February 25, 2010
It's official -- Anne Bancroft is awesome.
I watched The Slender Thread last week, and was super impressed with Anne Bancroft's performance as a suicidal crisis center caller. I couldn't believe I hadn't seen her in anything before (I know, I added The Graduate to my Netflix queue and will be watching it soon!) so I'm now trying to play catch-up, though it seems like she doesn't have a massive filmography since she spent a lot of time on Broadway.
Last night I watched The Pumpkin Eater (1964) which co-stars Peter Finch and James Mason. Oh, I don't know if I've mentioned this but I'm also on a huge Peter Finch kick (if you haven't seen it yet, please watch Girl with Green Eyes. Amazing!!), so The Pumpkin Eater is a new-favorites goldmine!
Anyway, The Pumpkin Eater is about a woman with a massive amount of children who divorces her husband so that she can marry Peter Finch instead. At first he seems up for the challenge of raising the kids, even eager. But once he's settled down and realizes that alone time with his wife is almost non-existent, he gets the wandering eye. The film is about Anne Bancroft's struggle with his infidelity and her own fertility. Her performance was so real; in one scene, overcome with stress she starts crying in the middle of Harrods department store. And she cries like I cry when I'm overwhelmed with grief; she cries like a real person, hyperventilaing and almost choking on her own tears. It's not typical movie weeping, it's full-out crying. It was so painful to watch, because it felt so real.

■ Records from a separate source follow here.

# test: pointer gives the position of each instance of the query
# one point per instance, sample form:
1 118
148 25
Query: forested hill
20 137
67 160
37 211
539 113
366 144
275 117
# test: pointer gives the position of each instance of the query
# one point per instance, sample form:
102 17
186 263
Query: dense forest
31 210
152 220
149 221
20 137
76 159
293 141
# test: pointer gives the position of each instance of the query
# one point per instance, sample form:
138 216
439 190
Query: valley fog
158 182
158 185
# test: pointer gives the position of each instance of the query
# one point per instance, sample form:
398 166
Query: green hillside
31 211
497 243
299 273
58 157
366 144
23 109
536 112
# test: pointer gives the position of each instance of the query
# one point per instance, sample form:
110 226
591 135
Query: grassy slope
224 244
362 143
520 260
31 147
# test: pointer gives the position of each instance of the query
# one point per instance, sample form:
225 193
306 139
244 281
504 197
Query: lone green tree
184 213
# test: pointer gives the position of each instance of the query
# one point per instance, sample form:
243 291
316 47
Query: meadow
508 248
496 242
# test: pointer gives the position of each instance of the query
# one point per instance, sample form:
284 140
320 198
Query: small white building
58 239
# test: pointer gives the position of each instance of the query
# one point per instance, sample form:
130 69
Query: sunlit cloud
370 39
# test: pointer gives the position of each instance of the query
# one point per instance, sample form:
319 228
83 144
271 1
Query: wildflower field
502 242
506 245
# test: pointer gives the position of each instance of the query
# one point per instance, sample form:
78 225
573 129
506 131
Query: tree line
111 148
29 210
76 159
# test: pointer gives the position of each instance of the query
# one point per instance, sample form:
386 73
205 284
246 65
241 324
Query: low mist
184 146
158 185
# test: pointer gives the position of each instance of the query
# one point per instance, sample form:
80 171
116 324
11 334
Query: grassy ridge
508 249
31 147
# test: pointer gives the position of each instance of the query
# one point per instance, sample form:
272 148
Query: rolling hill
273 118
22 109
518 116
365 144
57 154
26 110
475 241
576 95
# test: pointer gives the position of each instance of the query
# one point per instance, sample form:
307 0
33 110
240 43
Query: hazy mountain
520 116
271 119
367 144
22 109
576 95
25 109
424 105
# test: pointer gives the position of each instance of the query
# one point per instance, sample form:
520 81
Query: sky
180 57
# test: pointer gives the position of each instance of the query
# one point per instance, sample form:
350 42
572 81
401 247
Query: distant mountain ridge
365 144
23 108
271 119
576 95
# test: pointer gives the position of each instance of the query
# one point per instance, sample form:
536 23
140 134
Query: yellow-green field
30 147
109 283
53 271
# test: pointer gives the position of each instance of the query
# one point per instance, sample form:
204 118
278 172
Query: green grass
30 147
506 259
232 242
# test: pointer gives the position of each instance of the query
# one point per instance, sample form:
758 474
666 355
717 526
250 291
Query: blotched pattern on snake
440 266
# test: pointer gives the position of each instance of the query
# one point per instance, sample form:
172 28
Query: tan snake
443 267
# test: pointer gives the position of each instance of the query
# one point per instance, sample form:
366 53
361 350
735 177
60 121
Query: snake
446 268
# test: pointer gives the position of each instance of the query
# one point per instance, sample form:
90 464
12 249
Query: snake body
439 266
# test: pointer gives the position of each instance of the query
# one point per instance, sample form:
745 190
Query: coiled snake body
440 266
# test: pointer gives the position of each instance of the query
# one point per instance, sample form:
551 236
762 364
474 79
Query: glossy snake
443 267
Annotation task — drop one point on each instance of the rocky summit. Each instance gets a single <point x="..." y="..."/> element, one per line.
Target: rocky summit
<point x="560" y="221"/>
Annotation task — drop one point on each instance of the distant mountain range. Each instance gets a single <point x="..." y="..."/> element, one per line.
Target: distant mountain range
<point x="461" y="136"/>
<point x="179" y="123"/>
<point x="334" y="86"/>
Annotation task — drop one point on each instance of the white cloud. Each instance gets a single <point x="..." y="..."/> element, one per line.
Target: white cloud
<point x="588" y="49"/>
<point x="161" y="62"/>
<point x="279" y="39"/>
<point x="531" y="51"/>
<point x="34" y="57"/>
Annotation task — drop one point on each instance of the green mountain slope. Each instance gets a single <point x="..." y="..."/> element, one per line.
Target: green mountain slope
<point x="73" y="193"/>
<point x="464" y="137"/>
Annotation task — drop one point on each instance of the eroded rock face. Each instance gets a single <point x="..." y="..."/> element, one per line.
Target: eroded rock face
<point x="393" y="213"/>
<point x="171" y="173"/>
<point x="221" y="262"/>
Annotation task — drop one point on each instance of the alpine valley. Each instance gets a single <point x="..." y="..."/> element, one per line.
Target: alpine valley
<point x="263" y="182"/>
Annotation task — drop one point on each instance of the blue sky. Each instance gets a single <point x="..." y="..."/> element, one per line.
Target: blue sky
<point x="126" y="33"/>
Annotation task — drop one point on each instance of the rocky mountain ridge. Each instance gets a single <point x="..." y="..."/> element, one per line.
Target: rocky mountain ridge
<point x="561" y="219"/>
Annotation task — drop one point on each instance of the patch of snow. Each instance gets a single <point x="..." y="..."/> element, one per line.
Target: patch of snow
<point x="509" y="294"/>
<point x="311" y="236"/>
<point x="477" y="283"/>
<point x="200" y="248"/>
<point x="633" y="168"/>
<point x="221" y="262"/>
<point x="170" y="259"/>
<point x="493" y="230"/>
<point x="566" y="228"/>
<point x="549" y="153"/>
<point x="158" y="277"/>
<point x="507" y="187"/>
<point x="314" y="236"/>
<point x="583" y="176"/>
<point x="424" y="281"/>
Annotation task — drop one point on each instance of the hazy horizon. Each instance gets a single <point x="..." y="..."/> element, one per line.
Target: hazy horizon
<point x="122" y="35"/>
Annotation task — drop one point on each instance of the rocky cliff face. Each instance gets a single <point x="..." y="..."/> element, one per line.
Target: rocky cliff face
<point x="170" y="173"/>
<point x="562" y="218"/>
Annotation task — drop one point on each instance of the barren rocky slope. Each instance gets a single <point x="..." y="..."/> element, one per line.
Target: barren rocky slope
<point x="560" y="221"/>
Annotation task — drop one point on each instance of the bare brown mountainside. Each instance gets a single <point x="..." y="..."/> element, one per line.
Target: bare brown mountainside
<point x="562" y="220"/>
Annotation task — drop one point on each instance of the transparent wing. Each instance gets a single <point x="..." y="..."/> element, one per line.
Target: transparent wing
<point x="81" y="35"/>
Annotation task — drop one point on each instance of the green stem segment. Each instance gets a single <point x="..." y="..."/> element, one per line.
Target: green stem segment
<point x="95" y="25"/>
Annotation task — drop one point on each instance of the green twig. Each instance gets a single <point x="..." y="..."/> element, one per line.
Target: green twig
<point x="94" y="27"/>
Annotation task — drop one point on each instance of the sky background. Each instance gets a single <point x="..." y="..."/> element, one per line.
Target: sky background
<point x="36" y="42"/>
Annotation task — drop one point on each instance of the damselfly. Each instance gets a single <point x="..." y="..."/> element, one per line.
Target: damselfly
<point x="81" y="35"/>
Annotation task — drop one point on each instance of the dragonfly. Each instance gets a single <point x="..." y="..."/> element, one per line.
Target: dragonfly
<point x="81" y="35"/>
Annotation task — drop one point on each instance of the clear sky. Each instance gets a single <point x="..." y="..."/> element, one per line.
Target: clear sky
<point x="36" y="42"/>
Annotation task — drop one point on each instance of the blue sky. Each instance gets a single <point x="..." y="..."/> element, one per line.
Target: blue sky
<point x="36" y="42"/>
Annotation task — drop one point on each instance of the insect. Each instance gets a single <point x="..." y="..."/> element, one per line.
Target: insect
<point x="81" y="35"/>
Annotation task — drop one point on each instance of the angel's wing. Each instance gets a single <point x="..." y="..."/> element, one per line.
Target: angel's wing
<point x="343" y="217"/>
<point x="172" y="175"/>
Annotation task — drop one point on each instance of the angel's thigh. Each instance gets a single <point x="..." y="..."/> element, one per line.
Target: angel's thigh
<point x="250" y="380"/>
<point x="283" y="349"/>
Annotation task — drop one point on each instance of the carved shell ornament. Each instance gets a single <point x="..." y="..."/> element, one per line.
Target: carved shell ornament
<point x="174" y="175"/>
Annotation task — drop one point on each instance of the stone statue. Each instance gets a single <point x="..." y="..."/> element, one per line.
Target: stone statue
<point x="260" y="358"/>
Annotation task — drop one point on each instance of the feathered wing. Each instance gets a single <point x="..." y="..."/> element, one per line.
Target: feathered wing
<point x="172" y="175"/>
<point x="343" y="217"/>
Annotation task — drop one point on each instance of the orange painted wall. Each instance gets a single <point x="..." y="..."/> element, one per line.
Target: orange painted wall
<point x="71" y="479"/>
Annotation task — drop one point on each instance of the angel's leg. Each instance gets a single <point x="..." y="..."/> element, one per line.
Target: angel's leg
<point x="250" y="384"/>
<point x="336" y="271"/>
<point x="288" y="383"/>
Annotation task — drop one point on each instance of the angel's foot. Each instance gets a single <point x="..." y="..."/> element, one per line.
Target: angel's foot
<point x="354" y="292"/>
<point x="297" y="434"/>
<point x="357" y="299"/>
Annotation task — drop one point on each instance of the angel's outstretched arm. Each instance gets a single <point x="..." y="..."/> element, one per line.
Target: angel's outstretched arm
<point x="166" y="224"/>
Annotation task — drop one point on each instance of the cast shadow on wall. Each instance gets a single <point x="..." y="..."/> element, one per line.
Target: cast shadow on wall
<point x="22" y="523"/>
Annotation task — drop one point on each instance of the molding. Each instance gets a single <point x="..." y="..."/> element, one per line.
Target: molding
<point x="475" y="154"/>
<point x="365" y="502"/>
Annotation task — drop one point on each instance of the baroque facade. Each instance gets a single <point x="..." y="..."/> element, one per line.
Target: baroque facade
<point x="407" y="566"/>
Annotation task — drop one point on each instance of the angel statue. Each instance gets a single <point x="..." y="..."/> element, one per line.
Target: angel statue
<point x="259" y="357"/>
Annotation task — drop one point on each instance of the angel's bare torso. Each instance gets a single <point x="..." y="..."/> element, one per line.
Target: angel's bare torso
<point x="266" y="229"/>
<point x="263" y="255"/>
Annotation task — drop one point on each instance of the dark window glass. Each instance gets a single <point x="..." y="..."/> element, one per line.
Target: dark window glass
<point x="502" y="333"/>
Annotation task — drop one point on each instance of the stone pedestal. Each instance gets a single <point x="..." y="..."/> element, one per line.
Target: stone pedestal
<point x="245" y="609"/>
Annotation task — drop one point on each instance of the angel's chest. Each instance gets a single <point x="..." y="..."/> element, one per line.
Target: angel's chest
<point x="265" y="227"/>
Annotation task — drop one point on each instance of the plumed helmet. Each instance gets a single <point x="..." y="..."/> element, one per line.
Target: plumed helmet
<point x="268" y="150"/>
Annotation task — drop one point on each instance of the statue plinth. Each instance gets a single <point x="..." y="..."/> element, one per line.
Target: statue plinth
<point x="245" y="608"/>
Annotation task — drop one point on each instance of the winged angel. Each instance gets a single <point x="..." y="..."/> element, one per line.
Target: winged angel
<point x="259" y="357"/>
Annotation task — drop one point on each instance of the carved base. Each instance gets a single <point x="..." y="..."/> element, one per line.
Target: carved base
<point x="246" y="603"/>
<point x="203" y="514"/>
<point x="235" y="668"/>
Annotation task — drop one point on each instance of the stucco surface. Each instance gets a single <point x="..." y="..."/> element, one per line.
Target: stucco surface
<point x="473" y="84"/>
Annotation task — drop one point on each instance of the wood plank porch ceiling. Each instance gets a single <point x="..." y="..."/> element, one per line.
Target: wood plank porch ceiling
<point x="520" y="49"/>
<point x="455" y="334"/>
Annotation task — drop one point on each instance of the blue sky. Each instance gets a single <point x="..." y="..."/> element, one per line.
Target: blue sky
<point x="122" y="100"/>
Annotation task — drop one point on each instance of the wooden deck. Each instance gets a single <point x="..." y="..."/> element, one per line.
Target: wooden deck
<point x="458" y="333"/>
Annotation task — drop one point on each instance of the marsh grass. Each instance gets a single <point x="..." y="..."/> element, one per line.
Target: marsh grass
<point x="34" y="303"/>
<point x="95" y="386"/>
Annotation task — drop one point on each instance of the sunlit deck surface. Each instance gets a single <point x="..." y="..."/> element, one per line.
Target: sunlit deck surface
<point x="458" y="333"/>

The Pumpkin Eater featured a screenplay by Harold Pinter -- quickly becoming one of my favorite writers -- and it had the same quiet pace with small sudden bursts of energy that made me love his two Dirk Bogarde films, The Servant and Accident. I'm consistently amazed by how much is said in his films, considering the dialogue is relatively sparse. And it's all so real. I love how he has his characters repeat dialogue; it's something that happens so often in real life but you seldom see it on screen. James Mason's character, in particular, has a habit of repeating himself in an endearing, sad, lonely way.
One of the most poignant scenes in the film, though, had nothing to do with Anne Bancroft, Peter Finch or James Mason. When Anne's mother, played by Rosalind Atkinson, was coping with the loss of her husband the soft, tender sadness she displayed gave me goosebumps. Her sadness was completely different from Anne Bancroft's episode in Harrods -- it had a permanence about it, as though this sadness was the new way of life. She keeps dwelling on the fact that he's being cremated, since she can't bear the thought of him lying underground. It is a disturbing thing to harp on, yet you know that we all think things like this when people we love pass. It's almost comforting to hear someone saying it aloud.
I think that might be what this film is about; unspoken truths being spoken aloud. And it does that brilliantly.